A two peg test was recorded with pegs A and B being 50m apart and peg D being 5m from peg A.

Field Data

With the level at position C the following data was recorded:

Staff at position A-1.283m Staff at position B-0.860m

With the level positioned 5m from peg A.

Staff at position A-1.612m Staff at position B-1.219m

Calculating Collimation Error

Collimation Error (e) = (0.860-1.283) - (1.219-1.612)

Collimation Error (e) = (-0.423) - (-0.393)

Collimation Error (e) = 0.030m per 50m

Practical Video Guide

Activity 2- Markeaton Street Fly Levelling

Fly levelling is a way of obtaining the level difference between two point. Within this exercise there are 6 points at each of the 4 locations around the building. Fly level round the building and obtain the height of each of the 24 points around the building, relative to the benchmark, which has a height of 25.678m AOD.

Equipment Required

Process

1) Place the stave on the Temporary Bench Mark (TBM) and the level in an appropriate place moving towards A. Record this as a backsight and in the remarks section call it “TBM1 25.678m AOD” .

2) Move the stave past the level towards A, obtain the next reading and record this as a foresight.

Note: remember because the stave has moved, record this on a new line.

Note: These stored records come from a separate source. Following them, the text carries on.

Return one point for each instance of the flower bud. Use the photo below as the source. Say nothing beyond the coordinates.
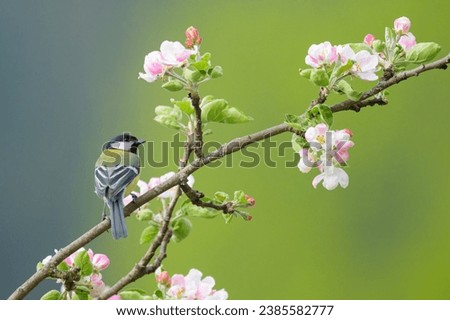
(250, 200)
(402, 25)
(192, 37)
(378, 45)
(368, 39)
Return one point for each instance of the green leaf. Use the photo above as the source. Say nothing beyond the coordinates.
(201, 65)
(181, 228)
(63, 266)
(234, 115)
(422, 52)
(192, 210)
(185, 105)
(193, 75)
(322, 114)
(144, 214)
(148, 234)
(216, 72)
(82, 292)
(298, 143)
(239, 197)
(173, 85)
(359, 47)
(221, 196)
(131, 295)
(390, 42)
(319, 77)
(305, 73)
(52, 295)
(212, 111)
(227, 217)
(83, 261)
(345, 87)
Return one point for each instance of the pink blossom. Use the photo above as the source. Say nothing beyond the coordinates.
(100, 261)
(192, 37)
(153, 66)
(407, 41)
(250, 200)
(402, 25)
(193, 287)
(321, 54)
(331, 177)
(174, 53)
(368, 39)
(365, 65)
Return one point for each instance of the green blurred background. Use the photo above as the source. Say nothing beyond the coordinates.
(68, 82)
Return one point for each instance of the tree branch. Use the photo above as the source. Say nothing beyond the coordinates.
(228, 148)
(399, 77)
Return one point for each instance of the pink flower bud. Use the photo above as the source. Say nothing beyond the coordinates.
(192, 37)
(368, 39)
(250, 200)
(100, 261)
(402, 25)
(163, 278)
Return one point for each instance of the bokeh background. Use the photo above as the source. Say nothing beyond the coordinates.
(68, 82)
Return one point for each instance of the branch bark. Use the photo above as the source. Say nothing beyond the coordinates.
(227, 148)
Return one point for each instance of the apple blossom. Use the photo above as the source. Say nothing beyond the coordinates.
(321, 54)
(328, 151)
(407, 41)
(402, 25)
(368, 39)
(193, 287)
(153, 67)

3) Move the level past the stave towards point A and record this as a backsight.

Note: As the stave has not moved, record this backsight on the same line as the previous foresight.

4) Repeat steps 2 and 3 until the level is next to the marks for the point A location.

5) Once at Point A, obtain a series of intermediate levels for each of the 6 points labelling them appropriately in the commends section as A₁,A_2…..A₆, until all points have been recorded.

Note: For the intermediate sights, as you move the stave each time, remember to do a new line.

6) Move the stave towards point B and record this as a foresight on a new line.

7) Keep leapfrogging with the level and stave until you reach point B.

8) Repeat these steps until you have obtained all readings on points B, C, and D.

9) Continue fly levelling round to the original bench mark you started. The last reading should be a foresight and on a new line.

10) Count the number of foresights and backsights and ensure that you have the same number of each.

11) Complete the quick check list below, to ensure your survey is accurate to 1mm per change point.

Key Points and Tips

1) Try and pace out when moving the stave or level and keep the number of paces between even. This will help minimise any errors from incorrectly levelling the instrument.

2) Plan set up locations to maximise visibility and simplicity, such as by setting up on the corner of a building to get visibility on both sides.

3) NEVER move both the instrument and the stave at the same time.

Booking Results

Bookkeeping is very important, if a book is correctly filled out errors can often be spotted. There are some rules to ensure that this can be easier:

· Each line in the book relates to a position on the ground for the stave, so if the stave moves, use a new line.

· If the stave stays in the same position, book the next result on the same line.

· The first reading obtained is always a backsight and this should be to a known point, e.g. a Temporary Bench Mark (TBM).

· The last reading should always be a foresight back on a known location. The known location can either be the same point used to start the survey or a different point on the ground with a known height.

· If multiple readings are taken from one level position, the middle results are intermediate sights.

· There should be an equal number of foresights and backsights at the end of the survey.

Example layout for fly levelling

Using the rules above, the below table can be used, with the first reading being a backsight and continually leapfrogging the level and stave (creating foresights and backsights) until ending on the final foresight. At the end of this we can see that there is an even number of each.

Quick Check

To check the error in a survey, obtain the sum of the backsights and the sum of the foresights. When you minus the foresight from the backsight, the difference will give the overall error within the survey.